E in quale considerazione il legislatore ha tenuto la norma di cui all'ultimo comma dell'art. 56, D. Lgs. n. 270/1999, ove si dà atto che i programmi di cessione contemplati dall'art. 27, D.lgs. n. 270/1999 vengono effettuati "in vista della liquidazione dei beni del cedente", con conseguente possibilità di compressione dei diritti di cui all'art. 2112 c.c. ?
A queste tematiche si aggiunga il fatto che, nell'amministrazione straordinaria, il commissario straordinario non può sciogliersi dai contratti di lavoro subordinato (art. 50, comma 4, lett. a), D.Lgs. n. 270/1999) e che "l'imposizione" di trasferire tutti i rapporti di lavoro all'acquirente comporterebbe una ingessatura della procedura, che inciderebbe sulle concrete possibilità di risanamento dell'impresa con grave pregiudizio per la forza lavoro (almeno per quella potenzialmente ricollocabile), per i creditori (che assisterebbero ad un eccessivo abbattimento del valore dell'impresa per l'incidenza del badwill), per l'economia del Paese (che perderebbe in termini di produzione e dovrebbe sostenere i maggiori oneri per gli ammortizzatori sociali che, in caso di mancata esecuzione del programma e di conversione in fallimento, dovrebbero essere estesi a tutti i lavoratori) e per la tenuta dell'ordine pubblico (sempre messa a dura prova di fronte alle crisi non risolte delle grandi imprese).

In conclusione, a me pare che il legislatore debba tornare sui propri passi e rivedere, per quanto attiene all'amministrazione straordinaria, le disposizioni di cui all’art. 47, L. 29 dicembre 1990, n. 428, in termini coerenti con la natura e con le finalità della procedura, rispettando i principi già previsti dalle disposizioni speciali che disciplinano la materia, in considerazione della tipologia di programma adottato e non in considerazione dell'autorizzazione, o meno, allo svolgimento dell'esercizio d'impresa.

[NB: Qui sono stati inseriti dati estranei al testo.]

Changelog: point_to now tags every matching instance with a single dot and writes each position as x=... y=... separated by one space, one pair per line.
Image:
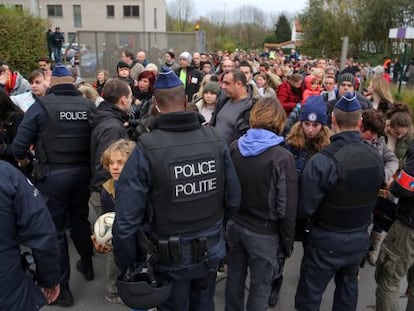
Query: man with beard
x=231 y=117
x=290 y=92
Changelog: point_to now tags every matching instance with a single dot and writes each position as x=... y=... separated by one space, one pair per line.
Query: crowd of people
x=221 y=162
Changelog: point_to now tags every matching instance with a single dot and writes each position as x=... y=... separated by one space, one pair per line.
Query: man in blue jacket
x=26 y=221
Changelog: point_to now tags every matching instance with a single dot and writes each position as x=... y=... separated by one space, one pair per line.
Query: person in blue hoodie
x=262 y=230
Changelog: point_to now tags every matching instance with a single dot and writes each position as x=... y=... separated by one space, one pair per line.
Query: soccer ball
x=103 y=229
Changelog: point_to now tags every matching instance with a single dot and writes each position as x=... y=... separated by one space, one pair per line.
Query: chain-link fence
x=104 y=48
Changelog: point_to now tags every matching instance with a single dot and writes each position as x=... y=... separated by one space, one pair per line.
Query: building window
x=72 y=37
x=131 y=11
x=77 y=16
x=110 y=11
x=54 y=11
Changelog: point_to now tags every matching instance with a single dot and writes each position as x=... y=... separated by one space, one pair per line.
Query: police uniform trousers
x=193 y=285
x=258 y=253
x=66 y=193
x=327 y=255
x=396 y=260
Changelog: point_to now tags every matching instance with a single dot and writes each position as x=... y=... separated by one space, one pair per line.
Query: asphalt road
x=90 y=295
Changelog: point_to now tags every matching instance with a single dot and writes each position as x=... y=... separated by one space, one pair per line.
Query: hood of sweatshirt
x=257 y=141
x=107 y=111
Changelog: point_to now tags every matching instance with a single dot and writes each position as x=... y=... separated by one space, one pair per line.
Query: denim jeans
x=66 y=194
x=257 y=252
x=331 y=255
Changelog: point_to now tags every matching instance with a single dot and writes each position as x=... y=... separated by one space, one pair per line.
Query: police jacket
x=107 y=124
x=25 y=220
x=181 y=177
x=8 y=130
x=60 y=132
x=339 y=185
x=403 y=187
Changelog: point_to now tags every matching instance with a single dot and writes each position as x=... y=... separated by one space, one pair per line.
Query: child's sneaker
x=113 y=298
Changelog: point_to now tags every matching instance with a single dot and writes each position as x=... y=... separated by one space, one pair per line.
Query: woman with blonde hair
x=90 y=92
x=380 y=89
x=307 y=137
x=311 y=133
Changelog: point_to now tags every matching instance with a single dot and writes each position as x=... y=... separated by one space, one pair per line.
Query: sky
x=268 y=6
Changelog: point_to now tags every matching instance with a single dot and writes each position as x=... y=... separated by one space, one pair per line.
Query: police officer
x=25 y=219
x=397 y=251
x=182 y=176
x=58 y=126
x=338 y=189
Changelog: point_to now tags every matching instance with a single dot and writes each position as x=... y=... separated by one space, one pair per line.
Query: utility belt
x=173 y=250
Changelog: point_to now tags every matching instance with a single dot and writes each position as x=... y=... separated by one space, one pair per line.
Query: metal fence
x=103 y=49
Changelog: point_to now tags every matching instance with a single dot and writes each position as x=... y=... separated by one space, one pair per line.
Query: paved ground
x=90 y=295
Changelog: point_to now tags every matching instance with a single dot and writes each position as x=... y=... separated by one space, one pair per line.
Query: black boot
x=84 y=266
x=274 y=294
x=65 y=298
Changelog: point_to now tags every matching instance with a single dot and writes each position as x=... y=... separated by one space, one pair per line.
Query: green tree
x=283 y=32
x=23 y=39
x=180 y=13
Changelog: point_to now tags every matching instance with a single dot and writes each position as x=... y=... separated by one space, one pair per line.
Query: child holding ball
x=113 y=159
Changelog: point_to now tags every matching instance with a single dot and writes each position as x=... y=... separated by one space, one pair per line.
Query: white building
x=97 y=15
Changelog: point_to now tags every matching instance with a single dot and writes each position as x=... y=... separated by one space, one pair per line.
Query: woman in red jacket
x=290 y=92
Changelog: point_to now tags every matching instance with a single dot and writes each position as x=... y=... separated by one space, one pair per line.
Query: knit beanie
x=167 y=79
x=346 y=77
x=121 y=64
x=314 y=110
x=187 y=56
x=348 y=103
x=212 y=87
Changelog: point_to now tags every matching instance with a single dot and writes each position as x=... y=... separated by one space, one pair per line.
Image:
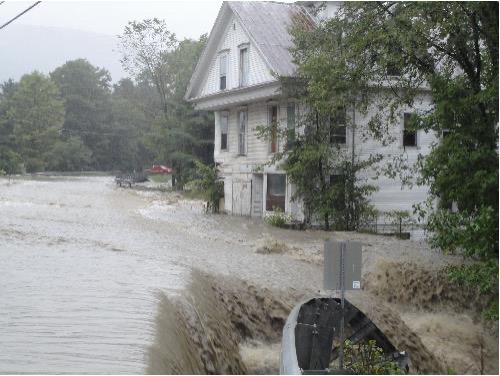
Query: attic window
x=222 y=71
x=409 y=135
x=338 y=128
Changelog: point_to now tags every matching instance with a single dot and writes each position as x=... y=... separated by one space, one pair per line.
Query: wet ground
x=81 y=263
x=87 y=269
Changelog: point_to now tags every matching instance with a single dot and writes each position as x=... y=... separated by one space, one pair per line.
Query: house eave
x=238 y=96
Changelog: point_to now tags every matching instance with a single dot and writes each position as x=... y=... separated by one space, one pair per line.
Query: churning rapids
x=97 y=279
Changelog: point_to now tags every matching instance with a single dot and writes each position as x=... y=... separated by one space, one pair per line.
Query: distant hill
x=27 y=48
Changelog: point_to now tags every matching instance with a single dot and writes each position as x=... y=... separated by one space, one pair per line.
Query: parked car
x=159 y=169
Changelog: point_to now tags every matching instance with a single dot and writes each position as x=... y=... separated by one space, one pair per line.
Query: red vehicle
x=159 y=169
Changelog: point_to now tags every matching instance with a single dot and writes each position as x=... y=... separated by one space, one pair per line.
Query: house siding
x=235 y=36
x=238 y=169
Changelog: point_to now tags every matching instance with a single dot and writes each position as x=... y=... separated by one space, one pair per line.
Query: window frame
x=406 y=134
x=242 y=132
x=273 y=142
x=338 y=127
x=290 y=127
x=224 y=114
x=223 y=56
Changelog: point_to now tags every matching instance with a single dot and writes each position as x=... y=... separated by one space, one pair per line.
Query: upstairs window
x=244 y=66
x=276 y=192
x=290 y=124
x=224 y=125
x=393 y=70
x=409 y=136
x=242 y=130
x=338 y=128
x=222 y=72
x=273 y=123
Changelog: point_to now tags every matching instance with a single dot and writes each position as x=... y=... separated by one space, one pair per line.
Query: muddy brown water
x=84 y=265
x=97 y=279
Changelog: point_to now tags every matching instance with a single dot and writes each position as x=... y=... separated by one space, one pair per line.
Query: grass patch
x=160 y=178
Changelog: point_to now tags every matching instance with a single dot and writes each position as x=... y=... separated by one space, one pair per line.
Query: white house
x=237 y=78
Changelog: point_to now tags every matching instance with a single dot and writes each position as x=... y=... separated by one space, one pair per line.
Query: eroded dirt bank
x=97 y=279
x=226 y=326
x=405 y=293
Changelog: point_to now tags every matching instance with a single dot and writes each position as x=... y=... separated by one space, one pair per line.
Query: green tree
x=69 y=154
x=37 y=114
x=130 y=124
x=145 y=48
x=87 y=95
x=386 y=56
x=10 y=160
x=325 y=173
x=179 y=135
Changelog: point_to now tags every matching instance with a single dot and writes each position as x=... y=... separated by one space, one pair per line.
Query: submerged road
x=82 y=262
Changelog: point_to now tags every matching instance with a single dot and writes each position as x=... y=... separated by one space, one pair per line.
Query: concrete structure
x=237 y=78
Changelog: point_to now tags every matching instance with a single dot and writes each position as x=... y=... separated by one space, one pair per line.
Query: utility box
x=332 y=266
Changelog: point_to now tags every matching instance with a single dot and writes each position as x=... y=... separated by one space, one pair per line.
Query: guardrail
x=129 y=178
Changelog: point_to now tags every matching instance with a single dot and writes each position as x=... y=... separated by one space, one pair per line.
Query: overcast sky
x=188 y=19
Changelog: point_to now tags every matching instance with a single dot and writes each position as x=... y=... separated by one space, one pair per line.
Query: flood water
x=82 y=263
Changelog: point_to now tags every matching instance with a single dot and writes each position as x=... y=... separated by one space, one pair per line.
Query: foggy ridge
x=25 y=48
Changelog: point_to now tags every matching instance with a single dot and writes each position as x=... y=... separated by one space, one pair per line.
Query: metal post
x=342 y=299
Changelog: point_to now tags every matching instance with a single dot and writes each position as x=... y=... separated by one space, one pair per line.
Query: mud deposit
x=218 y=326
x=100 y=280
x=224 y=325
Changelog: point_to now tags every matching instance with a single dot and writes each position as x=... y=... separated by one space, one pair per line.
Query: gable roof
x=266 y=24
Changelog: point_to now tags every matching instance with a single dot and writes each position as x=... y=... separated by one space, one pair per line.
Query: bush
x=277 y=218
x=400 y=219
x=366 y=358
x=209 y=186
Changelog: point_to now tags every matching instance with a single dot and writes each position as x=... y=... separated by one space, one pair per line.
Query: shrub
x=366 y=358
x=277 y=218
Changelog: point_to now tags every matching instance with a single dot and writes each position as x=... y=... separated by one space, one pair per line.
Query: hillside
x=27 y=48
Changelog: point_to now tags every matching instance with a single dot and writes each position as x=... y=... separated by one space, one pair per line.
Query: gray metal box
x=352 y=266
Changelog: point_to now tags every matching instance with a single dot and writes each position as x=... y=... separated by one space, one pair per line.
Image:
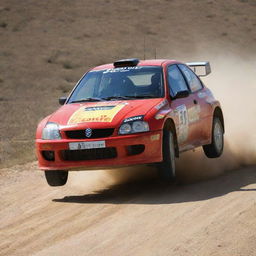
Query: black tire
x=215 y=149
x=167 y=166
x=56 y=178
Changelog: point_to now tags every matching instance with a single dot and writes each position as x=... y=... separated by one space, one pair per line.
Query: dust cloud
x=233 y=83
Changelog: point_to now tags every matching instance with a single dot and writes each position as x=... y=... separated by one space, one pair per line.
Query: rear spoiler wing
x=202 y=68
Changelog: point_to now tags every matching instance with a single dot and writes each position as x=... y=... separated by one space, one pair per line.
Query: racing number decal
x=183 y=123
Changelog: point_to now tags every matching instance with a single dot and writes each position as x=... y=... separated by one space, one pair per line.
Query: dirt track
x=214 y=217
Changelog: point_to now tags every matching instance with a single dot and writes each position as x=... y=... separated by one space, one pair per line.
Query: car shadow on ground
x=155 y=192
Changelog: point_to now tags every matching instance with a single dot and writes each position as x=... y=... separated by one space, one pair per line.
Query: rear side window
x=193 y=81
x=176 y=80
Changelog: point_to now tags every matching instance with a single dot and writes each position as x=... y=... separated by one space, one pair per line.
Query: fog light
x=48 y=155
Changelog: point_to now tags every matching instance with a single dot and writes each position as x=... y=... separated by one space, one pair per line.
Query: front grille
x=96 y=133
x=89 y=154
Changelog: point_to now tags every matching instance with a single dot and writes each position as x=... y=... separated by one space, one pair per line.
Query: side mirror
x=62 y=100
x=181 y=94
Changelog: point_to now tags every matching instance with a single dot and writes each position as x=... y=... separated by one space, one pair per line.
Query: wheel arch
x=170 y=126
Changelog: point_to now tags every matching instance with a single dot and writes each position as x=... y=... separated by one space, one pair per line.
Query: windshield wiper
x=116 y=98
x=86 y=99
x=142 y=96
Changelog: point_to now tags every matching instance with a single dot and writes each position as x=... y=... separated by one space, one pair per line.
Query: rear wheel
x=215 y=149
x=56 y=178
x=167 y=167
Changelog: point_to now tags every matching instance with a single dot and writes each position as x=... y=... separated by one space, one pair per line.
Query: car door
x=180 y=106
x=199 y=111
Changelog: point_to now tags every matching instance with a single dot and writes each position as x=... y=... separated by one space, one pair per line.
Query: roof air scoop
x=126 y=63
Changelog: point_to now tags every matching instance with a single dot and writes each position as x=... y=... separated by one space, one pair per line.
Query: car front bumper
x=125 y=150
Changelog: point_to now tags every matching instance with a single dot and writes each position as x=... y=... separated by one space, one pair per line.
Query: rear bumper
x=151 y=153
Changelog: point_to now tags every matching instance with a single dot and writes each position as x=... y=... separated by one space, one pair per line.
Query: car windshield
x=120 y=83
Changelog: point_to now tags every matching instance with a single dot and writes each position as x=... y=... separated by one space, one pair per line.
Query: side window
x=176 y=80
x=193 y=81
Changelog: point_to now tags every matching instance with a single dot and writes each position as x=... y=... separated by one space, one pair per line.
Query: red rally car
x=128 y=113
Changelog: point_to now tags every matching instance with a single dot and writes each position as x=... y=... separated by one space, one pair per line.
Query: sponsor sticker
x=95 y=114
x=182 y=113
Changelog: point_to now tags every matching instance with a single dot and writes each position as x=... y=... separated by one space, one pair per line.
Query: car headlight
x=51 y=132
x=134 y=127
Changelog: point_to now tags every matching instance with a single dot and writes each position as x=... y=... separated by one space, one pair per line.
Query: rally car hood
x=109 y=113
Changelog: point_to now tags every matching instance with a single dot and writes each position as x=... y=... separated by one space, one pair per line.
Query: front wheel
x=215 y=149
x=167 y=166
x=56 y=178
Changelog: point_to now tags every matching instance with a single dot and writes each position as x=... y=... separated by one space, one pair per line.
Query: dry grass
x=46 y=46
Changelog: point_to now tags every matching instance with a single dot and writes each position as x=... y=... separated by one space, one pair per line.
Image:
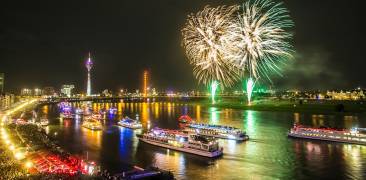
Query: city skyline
x=322 y=61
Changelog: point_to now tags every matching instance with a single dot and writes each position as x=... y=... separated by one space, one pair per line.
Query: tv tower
x=89 y=65
x=146 y=79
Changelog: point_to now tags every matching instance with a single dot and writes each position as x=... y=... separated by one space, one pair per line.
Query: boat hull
x=93 y=128
x=325 y=139
x=191 y=151
x=130 y=127
x=245 y=138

A sostegno di questa conclusione, valgano due ultime considerazioni.
La prima, l'esercizio d'impresa può essere autorizzato anche nella procedura di fallimento (ora liquidazione giudiziale) e non vi è dubbio che, in caso di cessione dell'azienda in esercizio, si possa convenire in sede di consultazione sindacale la compressione dei diritti di cui all’art. 2112 c.c. Lo stesso dovrà prevedersi per l'amministrazione straordinaria che, come abbiamo visto, ha come presupposto l'insolvenza dell'impresa, si svolge sotto l'egida dell'autorità pubblica e, in caso di adozione di un programma di cessione, è finalizzata alla liquidazione dei beni del debitore.
La seconda, anche la Corte di Giustizia dell'Unione Europea , a fronte delle caratteristiche della procedura sopra indicate, ha riconosciuto la possibilità di una parziale disapplicazione delle generali previsioni della direttiva in materia di necessaria continuità dei rapporti di lavoro, al fine di favorire la soluzione della crisi d’impresa. Questi chiarimenti della Corte Europea dovrebbero rimuovere le tematiche che hanno portato il legislatore sulle posizioni rigide (e sbagliate), come oggi disciplinate, in modo del tutto incoerente con le disposizioni tipiche dell'amministrazione straordinaria, dall'art. 368 CCII.